Background
LLMlight is a lightweight library designed to simplify working with language models locally while providing powerful tools for retrieval-augmented workflows. Its core functionalities include chunking, embedding, context aggregation, statistical validation, and memory storage.
The goal of LLMlight is to enable both researchers and practitioners to quickly build and experiment with local language models without relying on cloud services.
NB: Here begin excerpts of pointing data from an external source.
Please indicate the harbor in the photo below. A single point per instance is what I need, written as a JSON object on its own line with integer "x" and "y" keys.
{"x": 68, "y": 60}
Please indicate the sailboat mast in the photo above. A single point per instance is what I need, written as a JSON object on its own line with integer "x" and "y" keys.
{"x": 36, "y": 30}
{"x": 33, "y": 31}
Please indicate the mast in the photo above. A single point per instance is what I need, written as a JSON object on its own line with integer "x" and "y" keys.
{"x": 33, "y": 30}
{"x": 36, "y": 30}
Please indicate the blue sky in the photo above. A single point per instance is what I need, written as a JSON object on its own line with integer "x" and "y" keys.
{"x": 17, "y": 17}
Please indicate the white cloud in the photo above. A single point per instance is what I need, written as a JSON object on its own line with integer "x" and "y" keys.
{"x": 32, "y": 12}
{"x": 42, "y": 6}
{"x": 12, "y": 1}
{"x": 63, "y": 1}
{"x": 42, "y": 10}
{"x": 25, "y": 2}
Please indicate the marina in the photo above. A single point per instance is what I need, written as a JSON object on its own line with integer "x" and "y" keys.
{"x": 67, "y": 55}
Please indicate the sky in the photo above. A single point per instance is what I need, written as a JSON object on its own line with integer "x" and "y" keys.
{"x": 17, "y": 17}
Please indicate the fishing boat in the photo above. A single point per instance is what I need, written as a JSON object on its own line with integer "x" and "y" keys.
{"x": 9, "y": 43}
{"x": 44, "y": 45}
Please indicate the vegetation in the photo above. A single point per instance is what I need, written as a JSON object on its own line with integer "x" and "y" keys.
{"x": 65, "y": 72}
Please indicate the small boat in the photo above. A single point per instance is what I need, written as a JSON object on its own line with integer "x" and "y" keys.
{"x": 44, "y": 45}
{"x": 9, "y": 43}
It provides: - Easy integration of local knowledge bases (FAISS, JSON, MemVid) - Reproducible training and retrieval pipelines - Tools for statistical validation to separate meaningful signals from noise - Visualization and plotting for better understanding of models and data
Output
Using LLMlight, users can efficiently: - Train and save local language models for specific tasks - Load saved models for inference or further training without retraining - Perform retrieval-augmented queries with statistical significance testing - Build applications such as chat-with-your-PDF, email auto-reply engines, or personal document assistants - Visualize embeddings, layer usage, and memory retrieval via plotting tools
Schematic Overview
The schematic overview of our approach is as follows:
The figure illustrates the end-to-end workflow:
Input data or documents are preprocessed and chunked.
Chunks are embedded and optionally stored in a local database.
A language model uses the chunks and context aggregation strategies for inference.
Retrieval results are statistically validated via null distribution modeling.
Outputs can be visualized, saved, and reused in future sessions.